Televizyonlarda yayınlanan evlilik programlarının psikolojik ve sosyal açıdan çocuklar üzerinde yıkıcı etkiler oluşturduğuna dikkat çeken Psikolog Orhan Keskin de ebeveynlerin bu programları çocuklarına kesinlikle seyrettirmemesi gerektiğini söylüyor. Keskin, programlarda evlenmek için katılan özellikle yaşlı bireylerin alay konusu olmasının gençlerin yaşlı bireylere yönelik yaklaşımlarını ve bakış açısını da olumsuz yönde etkileyeceğini kaydediyor.

Psikiyatrist Prof. Dr. Nevzat Tarhan ise evlilik programlarının mutlaka bir bilimsel kurulun denetiminden geçmesi gerektiğinin altını çiziyor. Tarhan, "Programlara sıradışı ve ruhsal bozukluk yaşayan bazı bireyler katılıyor. Çeşitli çirkin konuşmalar ve görüntüler yaşanıyor. Öncelikle bu programlara çıkan kişilerin akıl sağlığı yerinde mi değil mi incelenmesi lazım. Burada yaşanan çirkin olaylar nedeniyle gençler bu kötü örneklerden evlilik kurumuna karşı negatif tutum besliyorlar. Bu nedenle program yapımcıları toplumsal sorumlulukları olduğunu unutmamalı." uyarısında bulunuyor. Bu arada evlenmek için izdivaç programına gelen katılımcıların birçoğunun televizyonlarla anlaşan ajans çalışanları olduğu belirtiliyor. Ancak yapımcılar bu iddianın gerçeği yansıtmadığını savunuyor.

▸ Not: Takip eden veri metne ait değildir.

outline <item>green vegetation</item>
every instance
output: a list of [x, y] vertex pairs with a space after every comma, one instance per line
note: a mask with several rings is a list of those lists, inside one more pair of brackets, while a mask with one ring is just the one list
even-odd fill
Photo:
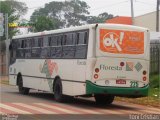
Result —
[[[14, 23], [17, 22], [21, 16], [26, 14], [27, 6], [23, 2], [15, 1], [15, 0], [5, 0], [0, 1], [0, 12], [5, 14], [8, 13], [8, 22]], [[9, 38], [12, 38], [18, 30], [16, 28], [9, 28]], [[3, 36], [0, 40], [5, 40], [5, 36]]]
[[150, 87], [159, 88], [160, 87], [160, 74], [151, 74], [150, 75]]
[[[107, 19], [113, 18], [113, 15], [107, 12], [98, 16], [90, 16], [89, 8], [87, 3], [81, 0], [46, 3], [44, 8], [36, 9], [30, 17], [30, 22], [34, 23], [30, 31], [44, 31], [43, 26], [45, 26], [45, 30], [53, 30], [88, 23], [105, 23]], [[43, 16], [43, 22], [40, 20], [40, 16]], [[48, 20], [50, 22], [47, 22]]]
[[160, 75], [159, 74], [150, 75], [150, 87], [149, 87], [148, 97], [135, 98], [135, 99], [117, 97], [116, 100], [160, 108]]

Halkın yüzde 70,4'ü gerçekliğine inanmıyor

Erzurum'da 'halkın evlilik programlarına ilişkin tutumu' konulu araştırmada halkın yüzde 70,4'ünün evlilik programlarının gerçekliğine inanmadığı ortaya çıktı. Atatürk Üniversitesi Fen-Edebiyat Fakültesi Öğretim Üyesi Doç. Dr. Yıldız Akpolat danışmanlığında sosyoloji bölümü öğrencilerinin yaptığı anket çalışmasına katılan 187'si kadın 381 kişiden yüzde 23,9'unun evlilik programlarını sürekli olarak izlediği, yüzde 32,5'inin arada sırada izlediği, yüzde 43,6'sının ise izlemediği belirlendi. Ankette, "Evlilik programlarını, evlilik kararına yararlı olduğunu düşündüğüm için izliyorum." görüşüne katılmayanların oranı yüzde 81 çıkarken, bu görüşe katılanların oranı sadece yüzde 12. Evlilik programlarına katılanların amaçlarının evlilik olmadığını düşünenlerin oranı yüzde 70,4 iken, amacın evlilik olduğunu düşünenlerin oranı yüzde 6,8, katılımcıların 20,2'si ise bu konuda kararsız. Ayrıca ankete göre halkın yüzde 71,6'sı bu programların yayınlanmasından memnun değil.